To fix this issue, ensure the RPC service is properly registered with the portmapper or that the service doesn’t require registration. If it’s a legitimate service, investigate why it isn’t registering and correct the configuration.

4.1 Preparation

• Ensure you have access to restart the RPC service. A roll back plan is to restore the original configuration or restart the server.
• A change window may be needed depending on the impact of restarting the RPC service. Approval from a system administrator might be required.

4.2 Implementation

1. Step 1: Check if the RPC service is configured to automatically register with the portmapper. This setting varies by operating system and service configuration.
2. Step 2: If not, configure the service to register with the portmapper. On Windows, this may involve modifying registry settings related to DCOM or RPC.
3. Step 3: Restart the RPC service to apply the changes.

4.3 Config or Code Example

Before

(Example - Windows Registry)
[HKEY_LOCAL_MACHINESOFTWAREMicrosoftRpcClientInterface]
"UseLocalHostOnly"=1

After

(Example - Windows Registry)
[HKEY_LOCAL_MACHINESOFTWAREMicrosoftRpcClientInterface]
"UseLocalHostOnly"=0

4.4 Security Practices Relevant to This Vulnerability

List only practices that directly address this vulnerability type. Use neutral wording and examples instead of fixed advice. For example: least privilege, input validation, safe defaults, secure headers, patch cadence. If a practice does not apply, do not include it.

• Practice 1: Network segmentation to limit the blast radius if an RPC service is compromised.
• Practice 2: Regularly review and update firewall rules to ensure only necessary ports are open.

4.5 Automation (Optional)

# Example PowerShell Script to check RPC registration status
Get-WmiObject Win32_Service | Where-Object {$_.Name -like "*RPC*"} | Select-Object Name, StartMode, State

5. Verification / Validation

Confirm the fix worked by checking if the service is now registered with the portmapper and that security tools no longer report it as exposed.

• Post-fix check: Run rpcinfo -p (Linux/Unix) or use a tool like PortQryUI on Windows to verify the RPC service is listed in the registered services.
• Re-test: Re-run the Nessus scan and confirm that vulnerability ID 85641 no longer appears.
• Smoke test: Verify any applications or services relying on the RPC service are functioning correctly.
• Monitoring: Monitor system logs for RPC-related errors or unexpected behavior.

rpcinfo -p localhost

6. Preventive Measures and Monitoring

Suggest only measures that are relevant to the vulnerability type. Use “for example” to keep advice conditional, not prescriptive.

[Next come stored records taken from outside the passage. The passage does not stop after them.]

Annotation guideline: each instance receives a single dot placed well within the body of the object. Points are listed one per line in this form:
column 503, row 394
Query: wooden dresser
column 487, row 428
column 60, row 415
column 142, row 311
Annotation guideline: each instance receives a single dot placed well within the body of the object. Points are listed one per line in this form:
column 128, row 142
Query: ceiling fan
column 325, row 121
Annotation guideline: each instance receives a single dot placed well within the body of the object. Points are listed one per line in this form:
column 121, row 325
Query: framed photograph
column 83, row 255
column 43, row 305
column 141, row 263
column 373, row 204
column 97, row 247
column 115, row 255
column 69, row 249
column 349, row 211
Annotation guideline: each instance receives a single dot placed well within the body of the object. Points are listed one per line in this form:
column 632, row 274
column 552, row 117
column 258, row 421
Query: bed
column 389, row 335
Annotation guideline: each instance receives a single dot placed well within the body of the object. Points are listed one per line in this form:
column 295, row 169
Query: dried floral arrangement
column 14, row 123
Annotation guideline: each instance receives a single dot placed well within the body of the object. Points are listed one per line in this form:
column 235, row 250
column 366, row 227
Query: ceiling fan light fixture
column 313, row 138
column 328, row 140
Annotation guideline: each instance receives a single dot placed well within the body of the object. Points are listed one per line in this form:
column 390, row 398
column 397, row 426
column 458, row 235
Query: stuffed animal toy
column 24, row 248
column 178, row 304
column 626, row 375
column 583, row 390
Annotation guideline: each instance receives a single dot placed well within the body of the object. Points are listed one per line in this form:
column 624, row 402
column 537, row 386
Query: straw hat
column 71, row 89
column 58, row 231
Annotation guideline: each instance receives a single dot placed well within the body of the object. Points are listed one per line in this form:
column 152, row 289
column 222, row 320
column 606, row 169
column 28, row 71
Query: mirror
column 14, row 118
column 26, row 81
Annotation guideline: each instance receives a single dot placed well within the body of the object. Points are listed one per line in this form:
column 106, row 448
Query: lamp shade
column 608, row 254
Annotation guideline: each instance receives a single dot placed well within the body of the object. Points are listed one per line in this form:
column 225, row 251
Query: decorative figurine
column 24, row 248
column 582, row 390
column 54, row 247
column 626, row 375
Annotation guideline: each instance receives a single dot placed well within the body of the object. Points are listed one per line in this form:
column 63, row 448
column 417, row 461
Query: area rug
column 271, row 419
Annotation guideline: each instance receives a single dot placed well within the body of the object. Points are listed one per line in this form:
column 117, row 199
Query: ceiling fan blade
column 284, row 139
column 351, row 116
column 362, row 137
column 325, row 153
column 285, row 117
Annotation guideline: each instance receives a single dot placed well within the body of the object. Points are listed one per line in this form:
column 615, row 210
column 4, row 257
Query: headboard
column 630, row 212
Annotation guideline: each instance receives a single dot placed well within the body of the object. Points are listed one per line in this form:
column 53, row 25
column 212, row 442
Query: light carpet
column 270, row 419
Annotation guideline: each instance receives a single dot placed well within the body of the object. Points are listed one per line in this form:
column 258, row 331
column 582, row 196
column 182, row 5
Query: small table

• Baselines: Update security baselines or policies to include requirements for RPC service registration.
• Pipelines: Add checks in CI/CD pipelines to ensure proper configuration of RPC services during deployment.
• Asset and patch process: Implement a regular patch cycle for operating systems and applications that use RPC.

7. Risks, Side Effects, and Roll Back

• Risk or side effect 1: Restarting the RPC service may cause temporary service disruption.
• Risk or side effect 2: Incorrect registry modifications could lead to system instability.
• Roll back: Restore the original configuration settings or restart the server if necessary.

8. References and Resources

• Vendor advisory or bulletin: No specific vendor advisory available for general RPC registration issues.
• NVD or CVE entry: https://nvd.nist.gov/vuln/detail/85641
• Product or platform documentation relevant to the fix: Microsoft documentation on DCOM and RPC configuration.